Erreur de diagnostic ou querelle politique?
Le 27 octobre 2021, les patients et leurs familles encaissent un coup dur. J’en ai vu assez pour me faire douter qu’il y ait un syndrome neurologique inconnu
, indique Dorothy Shephard, la ministre de la Santé du Nouveau-Brunswick.
La ministre Shephard dévoile les conclusions de l’enquête épidémiologique lancée cinq mois plus tôt.
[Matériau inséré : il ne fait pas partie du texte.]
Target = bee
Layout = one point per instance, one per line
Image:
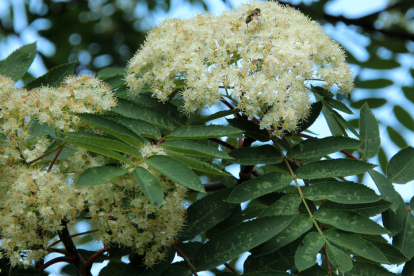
(254, 15)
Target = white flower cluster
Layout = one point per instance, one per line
(33, 202)
(264, 66)
(83, 94)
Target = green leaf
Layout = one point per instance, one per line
(54, 77)
(372, 102)
(380, 64)
(320, 147)
(216, 115)
(266, 273)
(404, 117)
(305, 256)
(368, 269)
(17, 63)
(356, 244)
(334, 126)
(333, 168)
(345, 123)
(97, 149)
(150, 186)
(405, 239)
(190, 249)
(338, 258)
(262, 185)
(278, 260)
(109, 72)
(341, 192)
(177, 271)
(3, 137)
(169, 168)
(37, 130)
(299, 225)
(235, 218)
(396, 137)
(139, 127)
(196, 149)
(166, 108)
(286, 205)
(146, 114)
(104, 141)
(366, 209)
(237, 240)
(393, 254)
(349, 221)
(99, 175)
(113, 128)
(369, 133)
(385, 187)
(374, 84)
(314, 112)
(408, 268)
(115, 81)
(265, 154)
(393, 220)
(207, 212)
(113, 268)
(196, 164)
(202, 132)
(401, 167)
(136, 266)
(251, 129)
(408, 92)
(337, 105)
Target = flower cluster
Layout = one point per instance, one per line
(82, 94)
(265, 67)
(33, 202)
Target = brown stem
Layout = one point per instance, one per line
(40, 157)
(67, 241)
(69, 260)
(343, 151)
(218, 141)
(231, 269)
(182, 255)
(54, 159)
(90, 261)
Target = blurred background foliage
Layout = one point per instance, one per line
(100, 33)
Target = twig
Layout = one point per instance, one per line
(54, 159)
(69, 260)
(218, 141)
(231, 269)
(90, 261)
(343, 151)
(75, 235)
(185, 259)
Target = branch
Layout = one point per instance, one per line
(182, 255)
(54, 159)
(69, 260)
(361, 22)
(89, 262)
(75, 235)
(67, 241)
(231, 269)
(343, 151)
(218, 141)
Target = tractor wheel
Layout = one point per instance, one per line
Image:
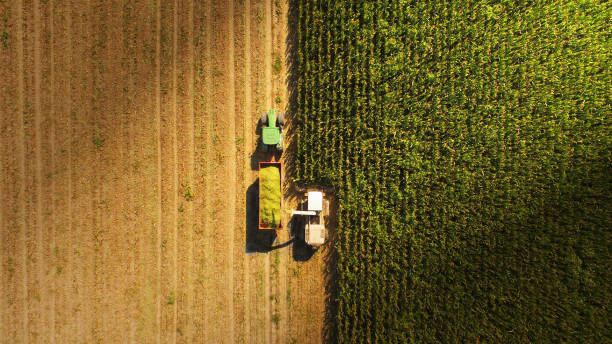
(280, 119)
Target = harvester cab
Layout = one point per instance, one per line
(272, 129)
(314, 216)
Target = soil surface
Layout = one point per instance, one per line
(128, 176)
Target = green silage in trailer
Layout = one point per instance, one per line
(270, 196)
(470, 144)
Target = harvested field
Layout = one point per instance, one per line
(127, 140)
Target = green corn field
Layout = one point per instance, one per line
(470, 146)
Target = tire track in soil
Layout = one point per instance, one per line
(69, 289)
(4, 171)
(240, 162)
(51, 228)
(207, 260)
(31, 175)
(279, 265)
(200, 102)
(169, 179)
(10, 168)
(40, 315)
(22, 172)
(258, 298)
(175, 173)
(268, 105)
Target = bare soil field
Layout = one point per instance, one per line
(128, 175)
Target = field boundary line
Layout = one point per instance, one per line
(52, 242)
(232, 159)
(190, 171)
(209, 168)
(268, 102)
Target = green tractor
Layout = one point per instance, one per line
(272, 130)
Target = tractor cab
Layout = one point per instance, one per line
(314, 216)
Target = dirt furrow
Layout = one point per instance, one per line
(200, 103)
(21, 149)
(184, 88)
(6, 252)
(69, 290)
(62, 178)
(131, 194)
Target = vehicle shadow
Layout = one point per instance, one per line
(330, 254)
(257, 241)
(260, 153)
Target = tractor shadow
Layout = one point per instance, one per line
(300, 251)
(257, 240)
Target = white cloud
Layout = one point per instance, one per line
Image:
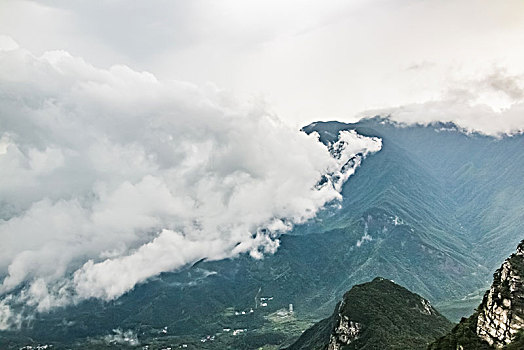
(111, 176)
(492, 104)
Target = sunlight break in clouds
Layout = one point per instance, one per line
(110, 177)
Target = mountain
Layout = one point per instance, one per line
(376, 315)
(499, 320)
(436, 210)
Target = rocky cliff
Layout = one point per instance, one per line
(501, 314)
(499, 319)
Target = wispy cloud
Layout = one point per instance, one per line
(111, 176)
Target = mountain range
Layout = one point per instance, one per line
(436, 210)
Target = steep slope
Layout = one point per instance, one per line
(376, 315)
(434, 210)
(499, 319)
(480, 176)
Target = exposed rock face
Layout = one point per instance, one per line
(501, 314)
(344, 333)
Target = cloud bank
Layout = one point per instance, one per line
(112, 176)
(492, 104)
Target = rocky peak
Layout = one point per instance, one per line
(501, 313)
(345, 331)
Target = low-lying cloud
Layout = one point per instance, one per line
(492, 104)
(111, 176)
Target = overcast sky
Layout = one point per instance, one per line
(309, 60)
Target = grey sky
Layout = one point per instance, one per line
(308, 59)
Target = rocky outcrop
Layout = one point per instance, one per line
(501, 314)
(345, 332)
(376, 315)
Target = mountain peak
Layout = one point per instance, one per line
(379, 314)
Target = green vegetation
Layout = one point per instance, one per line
(391, 317)
(440, 210)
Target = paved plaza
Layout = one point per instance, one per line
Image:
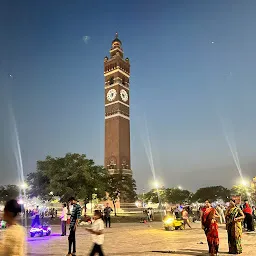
(138, 239)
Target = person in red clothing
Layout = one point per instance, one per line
(210, 227)
(248, 216)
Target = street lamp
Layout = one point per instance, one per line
(156, 184)
(23, 185)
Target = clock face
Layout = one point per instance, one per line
(124, 95)
(111, 94)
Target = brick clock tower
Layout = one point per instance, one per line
(117, 111)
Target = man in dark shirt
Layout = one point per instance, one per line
(74, 218)
(107, 212)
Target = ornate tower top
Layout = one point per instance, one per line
(116, 43)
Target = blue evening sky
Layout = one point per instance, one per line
(192, 70)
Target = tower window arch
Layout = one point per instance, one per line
(111, 80)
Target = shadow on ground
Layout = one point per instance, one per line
(188, 252)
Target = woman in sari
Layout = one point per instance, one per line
(234, 216)
(210, 227)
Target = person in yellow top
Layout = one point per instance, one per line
(14, 237)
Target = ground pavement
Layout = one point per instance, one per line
(131, 239)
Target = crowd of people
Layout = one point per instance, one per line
(234, 216)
Avec toutes les informations que je connais aujourd’hui, je ne crois pas que les patients soient liés entre eux par la même maladie
, ajoute-t-elle.
Un rapport accablant pour l’hypothèse du Dr Marrero et les familles des patients.
« À l’heure actuelle, on sait qu’aucun comportement, aucune exposition environnementale ou alimentaire ne met les Néo-Brunswickois en danger. »
La conclusion de l’enquête épidémiologique est essentiellement basée sur un sondage téléphonique (Nouvelle fenêtre) effectué auprès de 34 des 48 patients de la grappe. Ce sondage de 74 pages nous apprend, entre autres, que 91 % des répondants ont consommé des aliments sauvages, que 97 % ont consommé des fruits de mer jusqu’à deux ans avant le début des symptômes.
À ma connaissance, l’analyse des réponses au questionnaire épidémiologique détaillé ne recommandait pas de tests [environnementaux] supplémentaires
, indique Dorothy Shephard.
La santé publique ne fera pas de demande pour des tests dans l’environnement, ni dans l’alimentation, ni sur les patients et les victimes, et ce, malgré l’insistance des familles.
Riverview, décembre 2018
Laurie Beatty est un homme d’affaires retraité, sans antécédents médicaux connus. Lors du réveillon de Noël, son état bascule subitement, Laurie Beatty perd contact avec la réalité. Peu de temps après, il consulte son gériatre en collaboration avec le neurologue Alier Marrero. Il meurt cinq mois plus tard. La famille demande une autopsie.
Le Dr Marrero, qui a examiné monsieur Beatty avant sa mort, croit qu’il a été emporté par le nouveau syndrome.
Ce n’est pas trop demander que les tissus des personnes décédées soient testés pour des toxines. Ce n’est pas trop demander, mais ça n’a pas été fait. Et je ne comprends pas pourquoi
, indique Jill Beatty, fille de Laurie Beatty.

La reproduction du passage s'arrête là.